Keith Urban singles chronology
| "Break on Me" (2015) | "Wasted Time" (2016) | "Blue Ain't Your Color" (2016) |

= Wasted Time (Keith Urban song) =

"Wasted Time" is a song co-written and recorded by Australian and American country music artist Keith Urban. It was released on 4 April 2016 as the third single from his 2016 album Ripcord. The song was written by Urban, Greg Wells and James Abrahart.

==Promotion==
Ahead of the release of the song, as his final performance on American Idol, the show on which Urban has been a judge since 2012, he sang "Wasted Time", playing the "ganjocaster", a combination between a banjo and electric guitar built by his former bandmate Brian Nutter.

Urban also performed the song at the 51st Academy of Country Music Awards playing the banjo and earned a standing ovation from the crowd.

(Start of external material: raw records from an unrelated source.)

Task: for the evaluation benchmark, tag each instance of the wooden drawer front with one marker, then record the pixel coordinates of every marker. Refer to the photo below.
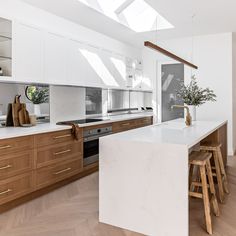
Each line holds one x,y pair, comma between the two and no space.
123,125
59,152
54,173
15,187
16,144
54,138
17,163
144,121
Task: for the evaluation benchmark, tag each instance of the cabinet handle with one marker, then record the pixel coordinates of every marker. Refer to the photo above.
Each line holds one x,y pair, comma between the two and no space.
62,136
62,152
5,167
125,124
5,147
6,191
62,171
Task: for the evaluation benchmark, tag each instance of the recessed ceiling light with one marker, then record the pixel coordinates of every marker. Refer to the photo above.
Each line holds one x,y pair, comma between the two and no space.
135,14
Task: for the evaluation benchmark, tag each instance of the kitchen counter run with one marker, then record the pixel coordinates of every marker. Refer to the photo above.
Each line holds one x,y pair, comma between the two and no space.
12,132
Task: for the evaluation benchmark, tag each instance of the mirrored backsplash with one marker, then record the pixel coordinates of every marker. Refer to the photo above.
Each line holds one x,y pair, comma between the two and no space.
61,103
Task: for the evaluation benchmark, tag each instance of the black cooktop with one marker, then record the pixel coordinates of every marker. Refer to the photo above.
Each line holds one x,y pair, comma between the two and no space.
84,121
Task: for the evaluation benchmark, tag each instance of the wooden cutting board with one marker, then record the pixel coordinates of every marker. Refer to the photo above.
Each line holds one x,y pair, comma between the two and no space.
16,106
23,116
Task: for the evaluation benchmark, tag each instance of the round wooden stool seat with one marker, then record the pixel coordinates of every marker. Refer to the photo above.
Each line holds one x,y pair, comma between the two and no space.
199,158
210,146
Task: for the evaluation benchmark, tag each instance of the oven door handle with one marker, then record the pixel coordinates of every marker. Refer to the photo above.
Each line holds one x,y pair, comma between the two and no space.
92,138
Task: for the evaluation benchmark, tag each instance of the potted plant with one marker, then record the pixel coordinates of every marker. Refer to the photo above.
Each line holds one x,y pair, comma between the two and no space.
194,96
37,95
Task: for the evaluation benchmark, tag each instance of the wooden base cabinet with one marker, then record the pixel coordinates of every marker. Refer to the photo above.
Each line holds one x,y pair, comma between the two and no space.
30,163
15,187
51,174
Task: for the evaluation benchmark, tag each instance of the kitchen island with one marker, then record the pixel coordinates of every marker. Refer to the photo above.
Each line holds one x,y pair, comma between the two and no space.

Another performance of the song featured a cover of Johnny Cash's "Folsom Prison Blues". It was released on his 2025 album High and A(live), which was recorded during his High and Alive World Tour.

==Chart performance==
"Wasted Time" reached its peak at number four on the US Hot Country Songs chart and number 51 on the US Billboard Hot 100. The song also topped the US Country Airplay chart in its thirteenth week, making this song Urban's twentieth number one on this chart and stayed atop the chart for a second consecutive week.
As of August 2016, it has sold 269,000 copies in the US On February 24, 2017, the single was certified gold by the Recording Industry Association of America (RIAA) for combined sales and streaming data of over 500,000 units in the United States.

==Music video==
The music video was directed by John Urbano and premiered in April 2016.

==Charts==

===Weekly charts===

| Chart (2016) | Peak position |
|---|---|
| Australia (ARIA) | 72 |
| Canada Hot 100 (Billboard) | 40 |
| Canada AC (Billboard) | 5 |
| Canada Country (Billboard) | 1 |
| Canada Hot AC (Billboard) | 19 |
| US Billboard Hot 100 | 51 |
| US Country Airplay (Billboard) | 1 |
| US Hot Country Songs (Billboard) | 4 |

===Year-end charts===

| Chart (2016) | Position |
|---|---|
| Canada (Canadian Hot 100) | 96 |
| US Country Airplay (Billboard) | 34 |
| US Hot Country Songs (Billboard) | 25 |

==Certifications and sales==

| Region | Certification | Certified units/sales |
| Australia (ARIA) | Platinum | 70,000^{‡} |
| Canada (Music Canada) | Gold | 40,000^{*} |
| United States (RIAA) | Platinum | 1,000,000^{‡} |
^{*} Sales figures based on certification alone. ^{‡} Sales+streaming figures based on certification alone.